Sabel s’est dépatouillée, peut-être un peu trop bien pour son propre bien. De quoi vit cette gamine boulotte depuis son émancipation ? De services ; la rhétorique lui prête un sourire. Jabez a gardé contact. En contrepartie de quelques rencards, il élague des preuves matérielles à la commande – non sans jamais s’étonner de son accès aux fichiers de la Centrale.
Jabez court-circuite la porte du service par une carte d’accès que lui a transmise le matin même une sublime mais non moins étrange félinoïde, ce qui les dispense de se justifier aux bureaux d’enregistrements. Son adjoint sur les talons, ils se faufilent parmi les étagères métalliques luisantes et les boites de carton débordantes en suivant scrupuleusement la signalétique. En moins de cinq minutes, la cible lui tombe dans les gants.
— T’as pas besoin de moi pour ça, lieute.
Jabez ravale sa mesquinerie, préfère taper dans le coin tout en farfouillant la caissette.
— Commence pas, Abou. On était d’accord. Puis, c’est ta première visite aux Scellés ?
— Change pas de sujet…
En attendant tu es là, et sans pistolet sur la tempe. Le métier rentre. Aboubakar, jeune et ductile, prend le pli lentement mais sûrement – pactum subjectionis.
Là, crisse sous la pulpe de ses doigts le petit sachet contenant les fragments écrabouillés d’une ogive aplatie. Enfin, ça, Jabez le devine.
L’info du jour lui coutera la disparition d’une pièce à conviction pour le récent meurtre d’un affilié de la Krovavaya Bratva, jeté à la flotte après s’être fait vaporiser le crâne par un elma. Jabez accepte le deal, même s’il sait que ce genre d’arme mili est suffisamment rare pour valoir signature. Ça fait toujours un salopard de moins. D’autant que le dossier est froid ; la politique, tout ça tout ça.
Aussitôt rentrés, ils sont ressortis. Les administratifs n’interrompent même pas leurs éloges funèbres à leur passage. Sur le parvis, les pavots ne sont plus là, ne restent que les vomissures d’un sang synthétique que la pluie ne lave pas. L’humour de la Stidda est décidément de mauvais goût, ou trop fin pour qu’il sache l’apprécier. Jabez relève le col de sa veste estampillée Sureté, glaive et bouclier dans son dos comme une armure, puis bondit dans l’aéro, suivi de son acolyte fâché. Il envoie une photo de sa prise avec l’étiquette bien en vue sur un canal crypté avant de la range dans son revers de veste. Au chaud dans le véhicule chamboulé par des rafales, même à quai, Jabez n’attend pas trois minutes que l’adresse tombe.

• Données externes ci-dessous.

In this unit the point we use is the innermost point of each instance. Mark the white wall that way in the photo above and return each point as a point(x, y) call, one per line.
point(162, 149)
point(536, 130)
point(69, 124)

Maintenant, il sait où trouver son pilote !
Aboubakar jette un œil vitreux vers les marches ensanglantés, marmonne :
— J’ai pas signé pour ça, putain…
— Dis-toi que comme ça, on se fait ce pilote vite et bien. Ça va te faire marquer des points. Et une fois que t’aura pris du galon, tu pourras partir à la pêche au gros.
— Mouais.
Pas convaincu pour deux paillettes, l’adjoint se mure dans un silence contestataire jusqu’à destination.